The GOP also won the majority of the contests for governor and state legislatures. A majority of states will now have Republican governors for the first time since the Bush Administration, while Republicans have won numerous legislative chambers and several hundred legislative seats across the Union. The GOP, which had long been in the minority in state legislative chambers, will now control both chambers of half the states. Overspending, political reform, federalism and illegal immigration were the main issues in these races where Republicans ran on conservative platforms. In the States, the “laboratories of reform,” Republicans will work to cut spending and taxes and reform government in ways that will provide models for other states and even the federal government. Additionally, the party control of the office of governor and the state legislature impacts on the upcoming congressional redistricting process that will increase the favorability for the GOP in the next election for U.S. House.

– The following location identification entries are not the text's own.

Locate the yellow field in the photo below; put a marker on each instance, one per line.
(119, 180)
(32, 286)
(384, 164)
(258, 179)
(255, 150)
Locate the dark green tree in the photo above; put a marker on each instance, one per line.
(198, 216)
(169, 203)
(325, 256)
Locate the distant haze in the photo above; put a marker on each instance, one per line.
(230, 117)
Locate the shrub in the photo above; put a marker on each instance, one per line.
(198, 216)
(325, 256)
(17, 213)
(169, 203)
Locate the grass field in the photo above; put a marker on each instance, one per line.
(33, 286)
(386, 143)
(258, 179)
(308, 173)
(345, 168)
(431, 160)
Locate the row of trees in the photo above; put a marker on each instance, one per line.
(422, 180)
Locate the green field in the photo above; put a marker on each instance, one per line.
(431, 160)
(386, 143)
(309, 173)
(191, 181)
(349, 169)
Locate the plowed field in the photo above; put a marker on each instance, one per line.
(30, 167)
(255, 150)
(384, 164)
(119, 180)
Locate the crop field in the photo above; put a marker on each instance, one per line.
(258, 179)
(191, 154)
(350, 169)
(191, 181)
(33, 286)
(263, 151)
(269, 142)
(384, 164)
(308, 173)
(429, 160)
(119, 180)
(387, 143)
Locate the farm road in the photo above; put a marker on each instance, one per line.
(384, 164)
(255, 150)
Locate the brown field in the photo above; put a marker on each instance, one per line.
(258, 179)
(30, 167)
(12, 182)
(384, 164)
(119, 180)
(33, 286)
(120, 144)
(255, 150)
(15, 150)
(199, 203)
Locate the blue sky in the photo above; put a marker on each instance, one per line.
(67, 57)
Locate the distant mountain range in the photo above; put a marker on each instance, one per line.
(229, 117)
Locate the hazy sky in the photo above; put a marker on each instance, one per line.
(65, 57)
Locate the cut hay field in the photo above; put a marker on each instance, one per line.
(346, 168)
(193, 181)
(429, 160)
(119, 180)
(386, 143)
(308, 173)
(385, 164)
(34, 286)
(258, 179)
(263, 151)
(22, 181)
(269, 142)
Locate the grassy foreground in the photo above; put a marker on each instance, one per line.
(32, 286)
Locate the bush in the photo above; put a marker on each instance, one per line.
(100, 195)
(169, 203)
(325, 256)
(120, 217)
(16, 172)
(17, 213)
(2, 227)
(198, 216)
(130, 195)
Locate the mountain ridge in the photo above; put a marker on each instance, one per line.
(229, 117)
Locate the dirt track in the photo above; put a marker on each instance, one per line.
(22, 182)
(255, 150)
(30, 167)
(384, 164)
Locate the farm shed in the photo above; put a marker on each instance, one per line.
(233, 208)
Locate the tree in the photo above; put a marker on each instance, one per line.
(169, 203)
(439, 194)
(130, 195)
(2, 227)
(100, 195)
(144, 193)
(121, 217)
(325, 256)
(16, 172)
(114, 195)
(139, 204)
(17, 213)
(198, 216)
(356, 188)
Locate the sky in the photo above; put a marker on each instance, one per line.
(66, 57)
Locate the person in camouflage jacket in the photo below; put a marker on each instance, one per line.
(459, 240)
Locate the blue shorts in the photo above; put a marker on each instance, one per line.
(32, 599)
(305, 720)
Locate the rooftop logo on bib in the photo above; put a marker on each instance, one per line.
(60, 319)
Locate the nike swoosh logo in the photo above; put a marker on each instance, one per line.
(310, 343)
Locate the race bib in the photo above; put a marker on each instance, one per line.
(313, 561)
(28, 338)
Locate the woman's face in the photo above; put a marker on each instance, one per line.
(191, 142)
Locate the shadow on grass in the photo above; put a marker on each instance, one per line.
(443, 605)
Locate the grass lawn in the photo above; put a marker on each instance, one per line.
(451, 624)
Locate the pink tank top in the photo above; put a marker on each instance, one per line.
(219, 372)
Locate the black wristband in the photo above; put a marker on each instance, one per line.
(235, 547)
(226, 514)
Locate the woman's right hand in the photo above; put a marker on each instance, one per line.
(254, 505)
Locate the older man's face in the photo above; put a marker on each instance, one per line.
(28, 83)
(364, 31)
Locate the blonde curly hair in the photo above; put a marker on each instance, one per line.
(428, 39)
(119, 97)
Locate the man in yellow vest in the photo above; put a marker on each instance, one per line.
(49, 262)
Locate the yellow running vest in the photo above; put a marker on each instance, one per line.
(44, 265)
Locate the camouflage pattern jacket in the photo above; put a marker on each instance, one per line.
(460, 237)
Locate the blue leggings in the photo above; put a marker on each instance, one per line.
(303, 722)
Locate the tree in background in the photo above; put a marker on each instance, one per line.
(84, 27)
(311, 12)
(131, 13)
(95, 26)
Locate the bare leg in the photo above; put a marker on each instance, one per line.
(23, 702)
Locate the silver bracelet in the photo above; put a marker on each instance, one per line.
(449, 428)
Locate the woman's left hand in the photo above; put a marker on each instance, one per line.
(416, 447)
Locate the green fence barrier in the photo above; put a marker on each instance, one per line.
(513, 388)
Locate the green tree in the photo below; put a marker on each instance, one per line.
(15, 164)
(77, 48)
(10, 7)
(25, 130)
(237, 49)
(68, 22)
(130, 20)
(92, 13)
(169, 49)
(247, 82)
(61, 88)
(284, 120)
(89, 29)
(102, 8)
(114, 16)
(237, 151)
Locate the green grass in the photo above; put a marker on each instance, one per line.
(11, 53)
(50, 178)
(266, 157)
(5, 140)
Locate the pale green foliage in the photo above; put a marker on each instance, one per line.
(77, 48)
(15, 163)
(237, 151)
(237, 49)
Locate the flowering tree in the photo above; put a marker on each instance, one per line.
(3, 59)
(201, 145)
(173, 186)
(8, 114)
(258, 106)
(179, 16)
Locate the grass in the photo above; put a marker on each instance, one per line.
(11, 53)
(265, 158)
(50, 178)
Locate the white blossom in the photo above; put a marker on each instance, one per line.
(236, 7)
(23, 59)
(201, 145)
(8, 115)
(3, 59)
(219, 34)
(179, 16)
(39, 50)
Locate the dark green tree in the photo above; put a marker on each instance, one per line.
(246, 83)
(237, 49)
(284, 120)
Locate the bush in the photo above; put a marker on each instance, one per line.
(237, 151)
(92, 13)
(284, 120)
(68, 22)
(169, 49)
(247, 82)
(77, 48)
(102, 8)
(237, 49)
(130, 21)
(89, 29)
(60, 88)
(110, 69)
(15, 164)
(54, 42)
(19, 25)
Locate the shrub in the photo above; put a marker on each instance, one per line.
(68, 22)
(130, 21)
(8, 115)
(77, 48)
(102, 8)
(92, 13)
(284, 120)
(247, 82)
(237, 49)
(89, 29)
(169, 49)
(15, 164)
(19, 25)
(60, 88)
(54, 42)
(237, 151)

Republicans gained in every region, including the Midwest and even in the Northeast. After the 2008 Elections, it appeared as if the Republican Party was a mostly Southern and Western party. Since then, however, the GOP won the New Jersey gubernatorial race and a special election for U.S. Senator in Massachusetts. Those elections proved to be harbingers of a Republican resurgence in the Northeast. In addition to a U.S. Senate seat in Pennsylvania and several of U.S. House seats across the region, Republicans won races for governor and state legislature, gaining control of a number of legislative chambers in the Northeast, including both in New Hampshire and, for the first time since 1962, both in Maine. Of all the states in the Union, the Keystone State shifted most significantly toward the Republicans this year, which will be the subject of my next post. But the region where the GOP realized the broadest gains was the Midwest, where it picked up four U.S. Senate seats (Illinois, Indiana Wisconsin and North Dakota), several U.S. House seats, and did well in state races for governor and state legislature, including gaining both chambers in Minnesota for the first time ever. Ohio matched New York and Pennsylvania as the states with the highest number of U.S. House seats picked up by the Republicans, with five, while Republicans there won the race for governor (behind former U.S. Representative John Kasich, famous for being the architect of the balanced budget the last time Republicans won the majority in Congress) and many state legislative seats. The continued decline of the Democratic Party in the South was highlighted by the gain of a U.S. Senate seat in Arkansas and by the Republican pickup of both houses of the legislature in North Carolina and Alabama, each for the first time since Reconstruction, among other Southern gains in the federal and state elections for the Party of Lincoln.
Additionally, voters in Iowa turned three state Supreme Court justices who had ruled in favor of gay marriage out of office., while conservatives won several referenda in various states not only on economic and fiscal issues, including labor issues and the federal mandate to purchase health insurance, but also on issues like drug abuse (in California, Oregon and South Dakota) and affirmative action (Arizona). Oklahomans made English the “common and unifying” language and prohibited the use of international law, including Islamic law. Even liberal Rhode Island and Providence Plantations rejected the most ridiculous referendum, one that would have shortened the state’s name to “Rhode Island” because of a false association with the state’s plantations and slavery.
The 2010 Elections were a victory for conservative principles of fiscal responsibility, smaller, limited government, constitutional principles, strong defense, liberty and virtue. Now conservatives must use this opportunity to act upon these principles and build upon their election victories.